Die Charaktere sind ebenso chaotisch und exzentrisch, wie die Geschichte: ein Halbindianer, der nicht ganz menschlich ist, ein Gestaltwandler, der nebenbei als Dieb arbeitet und ein Haufen „Ossis“, die gar nicht zu arbeiten scheinen. Calli Hall präsentiert eine schillernde Palette unterschiedlicher Charaktere, die durchaus unterhalten und auch teilweise sympathisch sind, doch wie schon bei der Geschichte ist irgendwann eine Sättigung an Skurrilität beim Leser erreicht. So nerven die Dörfler mit der Zeit extrem, ebenso Aidens extreme Ansichten und sein Hass gegenüber dem Kater und dessen Eigenheiten. Dass der Polizist zum Ende hin recht schnell umschwenkt und seine Heterosexualität in den Wind schießt, ist ebenfalls nicht ganz logisch und nachvollziehbar. Da fehlt ein bisschen der Übergang, das Knistern und die Annäherung.

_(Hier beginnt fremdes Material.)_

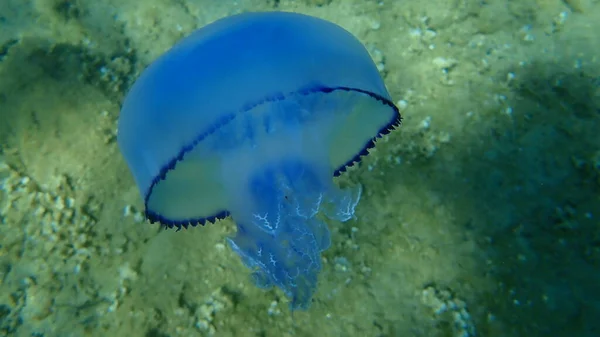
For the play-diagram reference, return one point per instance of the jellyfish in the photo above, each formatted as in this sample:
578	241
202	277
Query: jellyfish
251	117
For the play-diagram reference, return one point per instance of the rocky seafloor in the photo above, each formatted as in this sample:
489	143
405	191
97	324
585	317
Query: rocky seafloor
480	215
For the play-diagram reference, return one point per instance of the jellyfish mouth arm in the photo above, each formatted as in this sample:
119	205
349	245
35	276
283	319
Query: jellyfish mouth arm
280	236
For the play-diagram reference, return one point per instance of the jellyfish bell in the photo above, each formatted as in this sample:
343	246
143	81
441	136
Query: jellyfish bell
251	116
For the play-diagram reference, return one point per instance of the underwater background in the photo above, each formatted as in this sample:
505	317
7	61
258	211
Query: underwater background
480	215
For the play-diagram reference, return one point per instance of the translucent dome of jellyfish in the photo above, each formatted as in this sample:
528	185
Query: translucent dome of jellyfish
252	116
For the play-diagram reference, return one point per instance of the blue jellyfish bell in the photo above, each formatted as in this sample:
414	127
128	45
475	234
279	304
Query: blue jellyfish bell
252	116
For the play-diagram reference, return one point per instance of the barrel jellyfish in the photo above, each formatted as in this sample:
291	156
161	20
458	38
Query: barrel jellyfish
251	117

Stilistisch ist „Katzenauge“ gewöhnungsbedürftig, was vor allem an dem sächsischen Dialekt der Dörfler liegt, den man fast schon laut aussprechen muss (oder zumindest im Ohr haben sollte), um den Inhalt gänzlich zu verstehen. Darüber hinaus besticht Calli Hall durch eine witzige, leichte Sprache, die aufgrund des Themas mitunter recht alltäglich daherkommt. Da dies zum Buch und den Figuren passt, fällt das nicht störend ins Gewicht – einige Logiklücken und Plotlöcher schon. Mal gibt es in dem Dörfchen keinen Handyempfang, dann wieder posten die Damen Fotos von Aiden auf FB und Twitter oder Aiden beantwortet munter E-Mails. Auch wissen seltsamerweise einige Charaktere von Ereignissen, die sie nicht erlebt und nicht erzählt bekommen haben. Das verwirrt ein wenig beim Lesen, ist aber kein so großes Manko.

Fazit:
„Katzenauge“ ist ein witziger, chaotischer und durchgedrehter Krimi-Gestaltwandler-Comedy-Roman, der nur zum Teil ganz überzeugen kann. Die Geschichte wurde zu voll gepackt, einige Elemente passen nicht in den Kontext und auch die Figuren sind ein wenig gewöhnungsbedürftig. Dennoch macht die Lektüre Spaß; gerade die ostdeutschen Dörfler wurden witzig und spitzzüngig in Szene gesetzt, wenngleich es Calli Hall mit dem schwarzen Humor an einigen Stellen übertreibt. Wer kein Problem damit hat und es mit der Logik nicht so genau nimmt, wird auf seine Kosten kommen – alle anderen sollten vorab einen Blick in die Leseprobe werfen.